Bonjour à tous les membres du forum,


Je souhaiterais convertir des fichiers XML en PDF et HTML. 

Pour cela j'ai téléchargé le module docbook-xsl-1.69.1, ainsi que

fop-0.20.5-bin et saxon6_5_3. 

FOP pour la conversion en PDF et SAXON pour la conversion en HTML.


J'ai définis les varibles PATH et CLASSPATH suivantes dans le shell : 

Pour FOP:

 Ordinateurdemoi:~ moi$exportPATH=PATH$/Users/moi/Desktop/DocBook/fop-0.20.5-bin/ 


Pour SAXON:

 Ordinateurdemoi:~ moi$exportCLASSPATH=CLASSPATH$/Users/moi/Desktop/DocBook/saxon6_5_3/saxon-jdom.jar/Users/moi/Desktop/DocBook/saxon6_5_3/saxon.jar


Mon problème est le suivant: 

Lorque que je lance dans le shell pour la conversion d'un d'un fichier "example.xml" en HTML:

 Ordinateurdemoi:~ moi$ java com.icl.saxon.StyleSheet -o example.fo example.xml docbook-xsl-1.69.1/fo/docbook.xsl

le shell me renvoie: -bash: java: command not found
 
De quoi s'agit-t-il? Ma variable est-elle mal définie? 
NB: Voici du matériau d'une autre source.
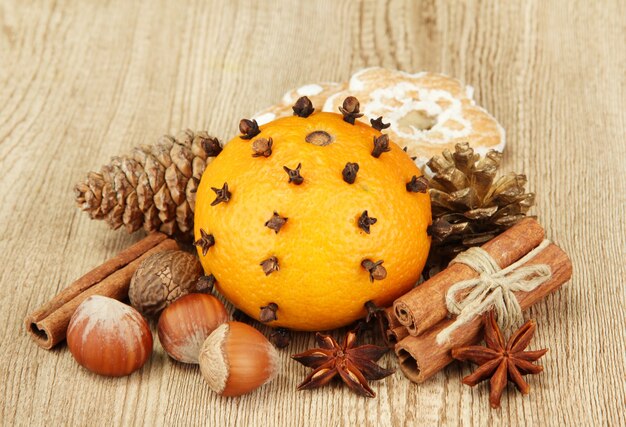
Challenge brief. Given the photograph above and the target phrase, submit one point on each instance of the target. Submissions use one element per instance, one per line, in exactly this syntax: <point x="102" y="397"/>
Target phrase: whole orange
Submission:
<point x="303" y="244"/>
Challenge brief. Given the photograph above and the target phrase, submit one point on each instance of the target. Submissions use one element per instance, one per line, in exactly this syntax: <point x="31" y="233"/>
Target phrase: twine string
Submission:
<point x="493" y="288"/>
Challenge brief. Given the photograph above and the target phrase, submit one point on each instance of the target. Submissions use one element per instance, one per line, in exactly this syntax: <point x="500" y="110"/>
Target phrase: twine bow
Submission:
<point x="493" y="288"/>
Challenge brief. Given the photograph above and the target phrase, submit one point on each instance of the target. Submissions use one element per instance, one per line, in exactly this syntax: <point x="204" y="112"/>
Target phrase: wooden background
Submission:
<point x="84" y="80"/>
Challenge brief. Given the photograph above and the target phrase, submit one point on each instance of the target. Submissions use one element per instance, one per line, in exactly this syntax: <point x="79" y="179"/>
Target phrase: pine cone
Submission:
<point x="154" y="187"/>
<point x="469" y="208"/>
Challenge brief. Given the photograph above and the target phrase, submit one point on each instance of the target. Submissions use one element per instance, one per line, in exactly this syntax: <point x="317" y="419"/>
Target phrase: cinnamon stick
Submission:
<point x="395" y="331"/>
<point x="421" y="356"/>
<point x="48" y="324"/>
<point x="425" y="306"/>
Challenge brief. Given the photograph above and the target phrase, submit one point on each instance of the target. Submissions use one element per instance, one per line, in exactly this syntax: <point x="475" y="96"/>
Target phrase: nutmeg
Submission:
<point x="186" y="323"/>
<point x="236" y="359"/>
<point x="162" y="278"/>
<point x="109" y="337"/>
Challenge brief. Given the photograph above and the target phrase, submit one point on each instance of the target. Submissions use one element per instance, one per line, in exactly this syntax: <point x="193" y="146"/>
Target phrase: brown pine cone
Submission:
<point x="154" y="187"/>
<point x="470" y="204"/>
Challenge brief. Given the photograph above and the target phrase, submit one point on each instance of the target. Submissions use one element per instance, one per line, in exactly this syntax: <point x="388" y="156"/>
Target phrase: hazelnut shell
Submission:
<point x="237" y="359"/>
<point x="108" y="337"/>
<point x="186" y="323"/>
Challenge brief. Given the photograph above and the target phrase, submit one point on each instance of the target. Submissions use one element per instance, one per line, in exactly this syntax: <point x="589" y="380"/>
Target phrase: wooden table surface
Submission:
<point x="84" y="80"/>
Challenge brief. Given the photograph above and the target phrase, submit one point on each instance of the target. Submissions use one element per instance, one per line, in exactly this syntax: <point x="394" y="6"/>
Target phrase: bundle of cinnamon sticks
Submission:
<point x="417" y="318"/>
<point x="48" y="324"/>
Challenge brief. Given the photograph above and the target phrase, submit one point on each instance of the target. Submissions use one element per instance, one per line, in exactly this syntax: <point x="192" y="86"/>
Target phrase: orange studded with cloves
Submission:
<point x="311" y="217"/>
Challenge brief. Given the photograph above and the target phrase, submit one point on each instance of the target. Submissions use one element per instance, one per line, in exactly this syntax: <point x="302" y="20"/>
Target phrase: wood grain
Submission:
<point x="81" y="81"/>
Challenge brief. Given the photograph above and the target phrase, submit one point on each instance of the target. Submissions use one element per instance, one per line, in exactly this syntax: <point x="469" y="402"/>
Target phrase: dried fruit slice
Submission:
<point x="427" y="112"/>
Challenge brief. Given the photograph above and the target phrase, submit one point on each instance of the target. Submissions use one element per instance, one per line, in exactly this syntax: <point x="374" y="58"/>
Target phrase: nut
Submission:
<point x="162" y="278"/>
<point x="236" y="359"/>
<point x="187" y="322"/>
<point x="108" y="337"/>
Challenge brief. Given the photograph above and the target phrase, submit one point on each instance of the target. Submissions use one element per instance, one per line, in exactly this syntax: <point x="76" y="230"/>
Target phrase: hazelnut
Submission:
<point x="186" y="323"/>
<point x="109" y="337"/>
<point x="162" y="278"/>
<point x="236" y="359"/>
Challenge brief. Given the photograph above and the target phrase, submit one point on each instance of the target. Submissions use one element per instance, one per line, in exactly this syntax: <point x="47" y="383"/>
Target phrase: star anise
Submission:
<point x="502" y="362"/>
<point x="354" y="365"/>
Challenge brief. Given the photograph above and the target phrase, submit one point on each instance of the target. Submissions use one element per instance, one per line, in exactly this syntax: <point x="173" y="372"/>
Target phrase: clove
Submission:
<point x="365" y="221"/>
<point x="268" y="313"/>
<point x="248" y="128"/>
<point x="205" y="283"/>
<point x="375" y="269"/>
<point x="276" y="222"/>
<point x="270" y="265"/>
<point x="417" y="184"/>
<point x="222" y="195"/>
<point x="350" y="109"/>
<point x="294" y="174"/>
<point x="378" y="124"/>
<point x="303" y="107"/>
<point x="349" y="172"/>
<point x="205" y="241"/>
<point x="381" y="145"/>
<point x="262" y="147"/>
<point x="211" y="146"/>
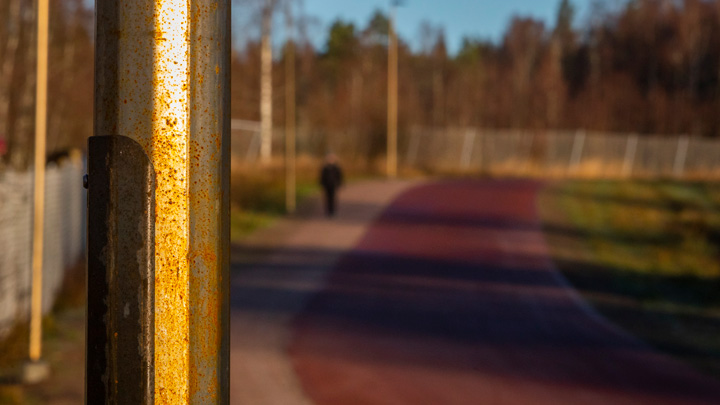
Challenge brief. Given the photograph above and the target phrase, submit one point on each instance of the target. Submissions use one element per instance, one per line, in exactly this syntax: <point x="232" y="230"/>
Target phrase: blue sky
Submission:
<point x="478" y="18"/>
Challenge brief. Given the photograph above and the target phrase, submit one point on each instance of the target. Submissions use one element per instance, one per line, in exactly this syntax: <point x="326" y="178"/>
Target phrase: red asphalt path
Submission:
<point x="451" y="298"/>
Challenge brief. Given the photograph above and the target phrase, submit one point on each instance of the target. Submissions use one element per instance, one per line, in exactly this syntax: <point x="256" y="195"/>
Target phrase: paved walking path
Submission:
<point x="275" y="273"/>
<point x="450" y="297"/>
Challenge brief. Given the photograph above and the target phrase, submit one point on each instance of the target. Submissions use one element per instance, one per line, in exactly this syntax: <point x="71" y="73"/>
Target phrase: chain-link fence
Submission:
<point x="63" y="237"/>
<point x="514" y="152"/>
<point x="557" y="154"/>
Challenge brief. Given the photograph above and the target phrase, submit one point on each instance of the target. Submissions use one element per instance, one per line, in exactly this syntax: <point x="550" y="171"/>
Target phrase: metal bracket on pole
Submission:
<point x="121" y="273"/>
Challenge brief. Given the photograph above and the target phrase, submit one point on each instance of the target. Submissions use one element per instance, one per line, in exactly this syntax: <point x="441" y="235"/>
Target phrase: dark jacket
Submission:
<point x="331" y="176"/>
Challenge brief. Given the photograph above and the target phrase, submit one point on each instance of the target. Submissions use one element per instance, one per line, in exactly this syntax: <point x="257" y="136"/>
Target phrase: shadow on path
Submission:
<point x="451" y="298"/>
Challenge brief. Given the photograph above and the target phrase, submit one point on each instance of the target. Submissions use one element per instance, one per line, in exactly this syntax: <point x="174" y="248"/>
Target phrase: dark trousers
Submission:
<point x="330" y="201"/>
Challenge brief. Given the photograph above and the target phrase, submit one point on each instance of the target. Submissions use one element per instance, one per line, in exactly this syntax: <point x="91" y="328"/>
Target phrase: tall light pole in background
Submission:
<point x="290" y="173"/>
<point x="36" y="370"/>
<point x="392" y="93"/>
<point x="266" y="83"/>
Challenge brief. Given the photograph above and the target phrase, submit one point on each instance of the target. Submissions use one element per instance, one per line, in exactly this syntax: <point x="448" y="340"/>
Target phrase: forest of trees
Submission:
<point x="649" y="66"/>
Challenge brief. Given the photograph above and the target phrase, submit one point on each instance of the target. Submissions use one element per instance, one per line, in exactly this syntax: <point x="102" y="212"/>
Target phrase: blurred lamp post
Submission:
<point x="290" y="172"/>
<point x="392" y="93"/>
<point x="36" y="370"/>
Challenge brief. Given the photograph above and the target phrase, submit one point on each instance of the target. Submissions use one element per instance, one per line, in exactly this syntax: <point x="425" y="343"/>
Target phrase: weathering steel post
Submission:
<point x="158" y="207"/>
<point x="39" y="182"/>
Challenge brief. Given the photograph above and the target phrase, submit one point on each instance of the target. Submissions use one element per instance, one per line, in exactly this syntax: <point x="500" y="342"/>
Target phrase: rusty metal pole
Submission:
<point x="158" y="204"/>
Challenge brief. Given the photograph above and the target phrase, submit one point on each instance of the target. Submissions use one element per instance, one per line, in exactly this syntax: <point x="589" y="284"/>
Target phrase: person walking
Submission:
<point x="331" y="178"/>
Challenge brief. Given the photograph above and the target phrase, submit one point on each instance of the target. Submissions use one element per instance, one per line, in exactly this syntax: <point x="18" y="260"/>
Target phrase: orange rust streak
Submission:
<point x="170" y="157"/>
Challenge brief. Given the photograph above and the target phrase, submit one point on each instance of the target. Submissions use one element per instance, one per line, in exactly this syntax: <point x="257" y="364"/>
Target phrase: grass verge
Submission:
<point x="645" y="254"/>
Même erreur pour la conversion en PDF

 Ordinateurdemoi:~ moi$ java com.icl.saxon.StyleSheet -o example.fo example.xml docbook-xsl-1.69.1/fo/docbook.xsl

 -bash: java: command not found
 

Il y aurait-il quelqu'un qui sache faire ce genre de conversions et qui puisse m'expliquer les étapes à suivre?


Merci d'avance,


Lero


----------



## tatouille (17 Décembre 2006)

:rateau: echo $PATH

> export VAR=/usr/bin
> export VAR=$VAR:/usr/opt/bin
> echo $VAR

en gros apprend le bourne  ca t'evitera de cramer tes variables d'env


----------



## Lero (17 Décembre 2006)

Merci pour cette réponse. 

Ca veut dire quoi cramer des variables d'enironnement?



Lero


----------



## tatouille (17 Décembre 2006)

$> env


----------